Preclinical Evidence of Progesterone as a New Pharmacological Strategy in Human Adrenocortical Carcinoma Cell Lines

• Published in: International journal of molecular sciences Vol. 24; no. 7; p. 6829
• Main Authors: Tamburello, Mariangela, Abate, Andrea, Rossini, Elisa, Basnet, Ram Manohar, Zizioli, Daniela, Cosentini, Deborah, Hantel, Constanze, Laganà, Marta, Tiberio, Guido Alberto Massimo, Grisanti, Salvatore, Memo, Maurizio, Berruti, Alfredo, Sigala, Sandra
• Format: Journal Article
• Language: English
• Published: Switzerland MDPI AG 01.04.2023; MDPI
• Subjects: ACC cell lines; Acetic acid; Adrenal Cortex Neoplasms - metabolism; adrenocortical carcinoma; Adrenocortical Carcinoma - pathology; Analysis; Animals; Apoptosis; Autophagy; Cancer; Cancer therapies; Care and treatment; Cell cycle; Cell growth; Cell Line, Tumor; Chemotherapy; Cisplatin; Cytotoxicity; Doxorubicin; Embryos; Endometrial cancer; Etoposide; Flow cytometry; Gelatinase A; Health aspects; Humans; invasion; Malignancy; Matrix Metalloproteinase 2; Megestrol; Metastases; Metastasis; Neuroendocrine tumors; Progesterone; Progesterone - pharmacology; Progesterone - therapeutic use; Prognosis; Scientific equipment and supplies industry; Tumor cell lines; Xenografts; Xenotransplantation; Zebrafish; zebrafish model; United States; Germany; autophagy; ACC cell lines; invasion; metastasis; progesterone; migration; zebrafish model; adrenocortical carcinoma; apoptosis
• ISSN: 1422-0067; 1661-6596; 1422-0067
• DOI: 10.3390/ijms24076829

Adrenocortical cancer (ACC) is a rare malignancy with a dismal prognosis.

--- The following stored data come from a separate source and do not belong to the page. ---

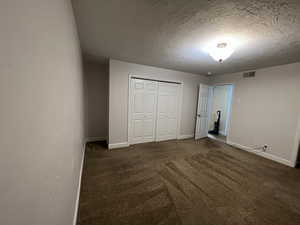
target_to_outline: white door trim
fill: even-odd
[[[211,122],[212,116],[212,107],[213,107],[213,97],[214,97],[214,86],[209,85],[209,97],[208,97],[208,131]],[[197,118],[196,118],[197,120]],[[197,123],[197,121],[196,121]]]
[[[227,121],[227,125],[226,125],[226,136],[227,136],[227,140],[228,140],[229,137],[230,137],[230,127],[231,127],[231,122],[232,122],[232,108],[233,108],[235,85],[234,85],[234,83],[215,83],[215,84],[212,84],[212,87],[225,86],[225,85],[231,85],[232,86],[231,103],[230,103],[230,106],[229,106],[230,113],[229,113],[229,115],[227,115],[227,120],[228,121]],[[212,99],[211,99],[211,101],[212,101]]]
[[[128,75],[128,109],[127,109],[127,142],[128,146],[131,145],[131,113],[132,113],[132,87],[131,87],[131,79],[142,79],[142,80],[152,80],[157,82],[167,82],[167,83],[177,83],[179,85],[179,104],[178,104],[178,123],[177,123],[177,139],[180,138],[180,129],[181,129],[181,114],[182,114],[182,102],[183,102],[183,86],[184,82],[179,80],[172,80],[172,79],[156,79],[152,78],[151,76],[141,76],[141,75],[135,75],[135,74],[129,74]],[[157,118],[156,118],[157,119]],[[157,140],[157,134],[155,133],[155,140]]]
[[[234,89],[234,86],[232,84],[228,84],[228,85],[231,86],[231,89],[230,89],[230,93],[229,93],[229,96],[227,99],[228,109],[227,109],[225,136],[228,135],[228,131],[229,131],[229,124],[230,124],[231,113],[232,113],[233,89]]]

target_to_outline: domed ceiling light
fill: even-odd
[[[223,63],[234,53],[239,44],[239,41],[236,39],[222,38],[207,44],[203,50],[214,60]]]
[[[215,48],[212,48],[209,52],[209,55],[216,61],[222,63],[228,59],[234,52],[234,49],[231,48],[226,42],[219,43]]]

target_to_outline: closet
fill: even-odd
[[[177,139],[180,88],[178,83],[130,79],[130,144]]]

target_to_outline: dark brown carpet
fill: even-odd
[[[78,225],[299,225],[300,170],[209,139],[89,144]]]

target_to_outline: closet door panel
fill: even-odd
[[[131,139],[132,144],[143,142],[144,122],[144,90],[145,85],[141,80],[132,80],[132,106],[131,106]]]
[[[158,141],[177,138],[179,85],[159,83],[158,88]]]
[[[144,142],[155,141],[157,87],[156,81],[145,81],[144,94]]]
[[[155,140],[157,82],[131,80],[131,144]]]

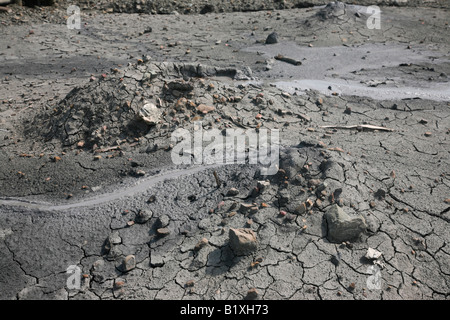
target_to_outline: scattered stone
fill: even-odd
[[[203,248],[204,246],[206,246],[208,244],[208,239],[206,238],[202,238],[194,247],[195,251],[200,250],[201,248]]]
[[[245,300],[255,300],[258,298],[258,290],[256,288],[252,288],[247,291],[247,295],[245,296]]]
[[[266,44],[275,44],[278,43],[278,33],[272,32],[266,38]]]
[[[383,200],[386,197],[386,191],[383,189],[378,189],[377,192],[374,193],[374,196],[378,200]]]
[[[201,112],[201,113],[203,113],[203,114],[207,114],[208,112],[211,112],[211,111],[213,111],[215,108],[214,107],[212,107],[212,106],[207,106],[206,104],[200,104],[198,107],[197,107],[197,111],[198,112]]]
[[[156,125],[161,119],[162,112],[153,103],[149,102],[139,110],[139,117],[149,125]]]
[[[252,207],[253,207],[252,204],[241,203],[241,206],[239,207],[239,212],[243,214],[249,213]]]
[[[159,254],[150,254],[150,266],[153,268],[159,268],[164,265],[164,258]]]
[[[236,255],[247,255],[257,249],[256,234],[252,229],[230,228],[228,237],[230,247]]]
[[[306,212],[306,203],[302,202],[297,208],[295,208],[295,214],[304,214]]]
[[[330,258],[330,261],[337,267],[341,262],[341,255],[339,254],[339,252],[337,254],[333,254]]]
[[[125,285],[125,280],[122,278],[116,278],[114,280],[114,289],[118,290],[121,289]]]
[[[267,187],[270,186],[270,181],[258,181],[256,187],[259,193],[262,193]]]
[[[367,228],[363,216],[350,217],[342,208],[334,204],[325,213],[330,242],[341,243],[357,239]]]
[[[320,180],[319,179],[311,179],[308,181],[308,185],[310,187],[317,187],[318,185],[320,185]]]
[[[148,210],[148,209],[142,209],[139,210],[139,212],[136,215],[135,221],[137,223],[146,223],[148,220],[151,219],[151,217],[153,216],[153,212]]]
[[[123,259],[121,271],[128,272],[130,270],[133,270],[134,268],[136,268],[136,257],[130,254]]]
[[[278,204],[283,207],[291,201],[291,195],[286,189],[282,189],[278,192]]]
[[[156,230],[156,233],[160,237],[165,237],[170,234],[170,230],[168,228],[159,228]]]
[[[365,257],[366,257],[366,259],[369,259],[369,260],[376,260],[376,259],[380,258],[382,254],[383,253],[381,253],[378,250],[369,248],[369,249],[367,249],[367,253],[366,253]]]
[[[230,190],[228,190],[227,192],[227,196],[228,197],[234,197],[237,196],[239,194],[239,190],[236,188],[231,188]]]
[[[106,248],[106,246],[105,246]],[[106,260],[113,261],[122,255],[122,251],[117,246],[112,246],[106,255]]]
[[[430,131],[427,131],[424,133],[425,137],[431,137],[432,133]]]
[[[109,250],[109,249],[112,248],[112,246],[117,245],[117,244],[121,244],[121,243],[122,243],[122,238],[119,236],[119,232],[118,231],[114,231],[106,239],[105,249]]]
[[[195,281],[194,281],[194,280],[188,280],[184,286],[185,286],[186,288],[190,288],[190,287],[193,287],[194,284],[195,284]]]
[[[171,90],[177,90],[177,91],[183,91],[183,92],[189,92],[194,90],[194,86],[191,82],[186,82],[184,80],[176,80],[171,81],[167,84],[169,89]]]
[[[170,217],[167,214],[163,214],[158,217],[158,221],[156,223],[158,228],[165,228],[170,223]]]

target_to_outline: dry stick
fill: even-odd
[[[108,148],[103,148],[103,149],[96,149],[94,152],[95,153],[100,153],[100,152],[108,152],[111,150],[118,150],[120,149],[120,146],[114,146],[114,147],[108,147]]]
[[[290,64],[293,64],[294,66],[299,66],[302,64],[301,61],[295,60],[295,59],[291,59],[285,56],[282,56],[281,54],[278,54],[277,56],[274,57],[276,60],[280,60],[280,61],[284,61]]]
[[[217,176],[217,172],[216,172],[216,170],[214,170],[214,172],[213,172],[213,175],[214,175],[214,178],[216,179],[216,183],[217,183],[217,188],[220,188],[220,184],[221,184],[221,182],[220,182],[220,179],[219,179],[219,177]]]
[[[392,132],[394,129],[386,128],[386,127],[379,127],[379,126],[373,126],[371,124],[358,124],[353,126],[320,126],[321,128],[331,128],[331,129],[370,129],[370,130],[381,130],[381,131],[389,131]]]

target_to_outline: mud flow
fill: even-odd
[[[0,299],[448,299],[449,9],[0,1]]]

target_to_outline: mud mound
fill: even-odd
[[[343,2],[330,2],[325,8],[317,12],[316,16],[320,20],[329,20],[345,15],[347,5]]]
[[[89,148],[139,137],[147,126],[136,121],[137,104],[118,79],[77,87],[46,115],[49,124],[43,128],[48,130],[44,137],[57,138],[64,146]]]
[[[361,4],[352,5],[340,1],[330,2],[318,9],[309,18],[304,20],[307,28],[336,28],[337,25],[347,28],[357,28],[358,25],[366,27],[367,7]]]
[[[63,147],[88,149],[119,146],[164,136],[176,126],[188,126],[215,109],[211,76],[249,79],[250,71],[195,64],[147,63],[142,60],[113,76],[91,77],[56,106],[38,115],[25,129],[28,136],[59,141]],[[246,75],[247,74],[247,75]],[[206,92],[206,94],[205,94]],[[228,101],[228,100],[227,100]],[[217,102],[217,101],[216,101]],[[156,106],[155,121],[144,118],[143,107]],[[42,139],[40,139],[42,140]]]

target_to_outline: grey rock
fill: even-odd
[[[160,237],[165,237],[165,236],[170,234],[170,230],[167,229],[167,228],[159,228],[159,229],[156,230],[156,233]]]
[[[258,298],[258,295],[258,290],[256,290],[256,288],[252,288],[248,290],[245,300],[255,300]]]
[[[289,203],[291,195],[286,189],[282,189],[278,192],[278,204],[283,207]]]
[[[157,124],[161,118],[161,114],[161,110],[151,102],[146,103],[138,113],[139,117],[149,125]]]
[[[253,207],[252,204],[241,203],[241,206],[239,207],[239,212],[243,214],[249,213],[252,207]]]
[[[376,260],[376,259],[380,258],[382,254],[383,253],[378,250],[375,250],[373,248],[368,248],[365,258],[368,260]]]
[[[165,228],[169,225],[170,218],[167,214],[163,214],[158,218],[157,226],[158,228]]]
[[[272,32],[266,38],[266,44],[275,44],[278,43],[278,33]]]
[[[230,228],[228,237],[230,247],[236,255],[247,255],[258,247],[256,234],[252,229]]]
[[[364,217],[350,217],[342,208],[334,204],[325,213],[328,226],[327,238],[330,242],[341,243],[357,239],[366,229]]]
[[[317,17],[320,20],[329,20],[345,14],[347,5],[340,1],[328,3],[325,8],[317,12]]]
[[[139,210],[134,219],[136,223],[146,223],[153,216],[153,212],[148,209]]]
[[[106,260],[113,261],[122,255],[122,250],[120,250],[117,246],[112,246],[108,254],[106,255]]]
[[[164,265],[164,259],[161,255],[156,254],[156,253],[150,254],[150,266],[152,266],[153,268],[158,268],[158,267],[162,267],[163,265]]]
[[[227,196],[228,197],[234,197],[237,196],[239,194],[239,190],[236,188],[231,188],[230,190],[228,190],[227,192]]]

The treatment includes mitotane and EDP chemotherapy (etoposide, doxorubicin, and cisplatin). However, new therapeutic approaches for advanced ACC are needed, particularly targeting the metastatic process. Here, we deepen the role of progesterone as a new potential drug for ACC, in line with its antitumoral effect in other cancers. NCI-H295R, MUC-1, and TVBF-7 cell lines were used and xenografted in zebrafish embryos. Migration and invasion were studied using transwell assays, and MMP2 activity was studied using zymography. Apoptosis and cell cycle were analyzed by flow cytometry. Progesterone significantly reduced xenograft tumor area and metastases formation in embryos injected with metastatic lines, MUC-1 and TVBF-7. These results were confirmed in vitro, where the reduction of invasion was mediated, at least in part, by the decrease in MMP2 levels. Progesterone exerted a long-lasting effect in metastatic cells. Progesterone caused apoptosis in NCI-H295R and MUC-1, inducing changes in the cell-cycle distribution, while autophagy was predominantly activated in TVBF-7 cells. Our results give support to the role of progesterone in ACC. The involvement of its analog (megestrol acetate) in reducing ACC progression in ACC patients undergoing EDP-M therapy is now under investigation in the PESETA phase II clinical study.